Uğradığımız yapısal şiddetlerin –bu transfobi, homofobi, göçmen karşıtlığı, yoksulluk vb. olabilir; hayatlarımızı sürekli gözaltında tutarken, bize hissettirdiklerinin “kader” olduğuna inanmamızı istediklerinin farkındayım. Yapısal şiddet böylelikle bütün dikkatleri kendisinden uzaklaştırarak şiddetini üzerimizde istikrarlı ve sürekli kılabiliyor. Önce bizi yaralıyor, sonra yaramızla meşgul ediyor, suçlu hissettiriyor ve bu şekilde şiddetin yapısal kaynaklarına dikkatimizi yöneltmemize de mani oluyor. Bu yüzden sormak istiyorum, kapitalist-patriyarkal-sömürgeci belirleyenlerin, devlet ve onun tüm aygıtlarının bu kadar güçlü ve her yeri kuşattığı bu zamanda, içine düştüğümüz ve hiçbir şeyi değiştirmeyen yas süreçleri bize mi aittir? Bence hayır; öyle gibi görünmesi sadece bir yanıltmadır.

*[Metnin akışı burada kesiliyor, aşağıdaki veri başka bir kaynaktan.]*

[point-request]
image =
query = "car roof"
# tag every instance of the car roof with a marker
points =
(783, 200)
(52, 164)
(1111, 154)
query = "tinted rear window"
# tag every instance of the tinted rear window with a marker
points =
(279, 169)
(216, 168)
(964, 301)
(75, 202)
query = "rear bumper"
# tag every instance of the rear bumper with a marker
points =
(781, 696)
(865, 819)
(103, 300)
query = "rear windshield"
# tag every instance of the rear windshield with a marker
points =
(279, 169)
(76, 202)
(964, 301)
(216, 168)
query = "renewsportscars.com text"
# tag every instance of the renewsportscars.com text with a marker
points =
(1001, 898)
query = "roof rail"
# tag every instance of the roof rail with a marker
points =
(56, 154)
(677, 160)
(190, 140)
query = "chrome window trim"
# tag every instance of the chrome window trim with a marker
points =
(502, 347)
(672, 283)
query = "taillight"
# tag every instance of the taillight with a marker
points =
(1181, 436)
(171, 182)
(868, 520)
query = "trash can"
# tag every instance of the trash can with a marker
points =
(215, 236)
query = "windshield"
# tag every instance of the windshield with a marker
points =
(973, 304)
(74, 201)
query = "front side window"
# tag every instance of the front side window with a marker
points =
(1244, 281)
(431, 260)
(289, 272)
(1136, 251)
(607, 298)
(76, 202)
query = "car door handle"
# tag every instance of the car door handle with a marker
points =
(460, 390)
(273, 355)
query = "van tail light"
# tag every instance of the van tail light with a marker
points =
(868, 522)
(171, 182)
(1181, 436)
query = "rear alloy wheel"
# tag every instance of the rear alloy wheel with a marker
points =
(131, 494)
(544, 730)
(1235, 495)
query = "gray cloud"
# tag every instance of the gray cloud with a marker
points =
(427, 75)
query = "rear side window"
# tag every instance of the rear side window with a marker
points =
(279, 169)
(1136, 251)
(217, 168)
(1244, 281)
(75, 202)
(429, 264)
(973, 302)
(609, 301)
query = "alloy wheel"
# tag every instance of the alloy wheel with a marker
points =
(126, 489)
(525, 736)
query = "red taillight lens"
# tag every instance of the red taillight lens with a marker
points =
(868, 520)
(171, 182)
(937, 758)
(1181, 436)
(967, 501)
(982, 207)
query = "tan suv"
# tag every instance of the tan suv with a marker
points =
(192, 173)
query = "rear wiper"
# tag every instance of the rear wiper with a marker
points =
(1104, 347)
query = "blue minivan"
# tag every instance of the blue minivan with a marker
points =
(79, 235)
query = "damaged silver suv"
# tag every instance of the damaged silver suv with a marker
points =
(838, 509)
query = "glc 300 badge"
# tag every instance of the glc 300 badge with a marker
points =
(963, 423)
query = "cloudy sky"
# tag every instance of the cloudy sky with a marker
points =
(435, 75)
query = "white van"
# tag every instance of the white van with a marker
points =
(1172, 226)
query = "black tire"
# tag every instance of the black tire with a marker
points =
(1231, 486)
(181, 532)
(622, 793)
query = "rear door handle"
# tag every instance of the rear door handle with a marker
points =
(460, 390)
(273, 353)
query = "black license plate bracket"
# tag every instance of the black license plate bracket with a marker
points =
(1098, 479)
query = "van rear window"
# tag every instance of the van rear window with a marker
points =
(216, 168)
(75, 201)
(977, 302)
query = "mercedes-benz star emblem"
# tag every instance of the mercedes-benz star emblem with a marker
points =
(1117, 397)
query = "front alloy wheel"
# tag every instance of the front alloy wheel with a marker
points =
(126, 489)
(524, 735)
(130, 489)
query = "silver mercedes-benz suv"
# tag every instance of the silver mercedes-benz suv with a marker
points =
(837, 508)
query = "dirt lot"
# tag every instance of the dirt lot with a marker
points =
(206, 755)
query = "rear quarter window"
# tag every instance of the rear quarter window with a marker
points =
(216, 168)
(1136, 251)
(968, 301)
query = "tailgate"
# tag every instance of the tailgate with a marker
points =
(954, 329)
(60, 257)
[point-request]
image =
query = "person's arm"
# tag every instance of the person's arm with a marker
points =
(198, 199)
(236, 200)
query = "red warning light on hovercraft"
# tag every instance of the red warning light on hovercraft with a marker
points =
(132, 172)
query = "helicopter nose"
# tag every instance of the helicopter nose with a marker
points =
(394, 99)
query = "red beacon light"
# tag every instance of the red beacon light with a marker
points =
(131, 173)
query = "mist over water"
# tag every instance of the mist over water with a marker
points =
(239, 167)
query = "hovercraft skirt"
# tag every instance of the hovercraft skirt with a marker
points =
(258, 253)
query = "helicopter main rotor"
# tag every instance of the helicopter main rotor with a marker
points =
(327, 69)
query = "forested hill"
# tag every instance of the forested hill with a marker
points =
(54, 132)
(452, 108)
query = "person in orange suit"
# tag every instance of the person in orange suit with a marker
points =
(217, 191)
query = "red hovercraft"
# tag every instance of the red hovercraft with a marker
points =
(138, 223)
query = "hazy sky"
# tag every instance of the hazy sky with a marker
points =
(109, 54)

Örneğin 6 Şubat depreminin üzerinden bir yıl geçmesine rağmen hesap soran ve depremzedeleri daha kalabalık hissettiren, onların mücadelelerini büyüten radikal ve toplumsal bir yas inşasını kuramamak çok acı; toplumsal bir yas sürecindeymişiz gibi yapıyor olmak daha da acı. Maalesef depremzedeler şu an yalnız başlarına deprem sonrası yoksulluğa ek olarak bu yapısal şiddet ile de mücadele ediyorlar. Çoğu kişi onları maalesef unuttu bile. Oysa yapısal olana radikal bir müdahalede bulunabilmiş olsaydık bugün depremzedelerin hayatları daha farklı olabilirdi.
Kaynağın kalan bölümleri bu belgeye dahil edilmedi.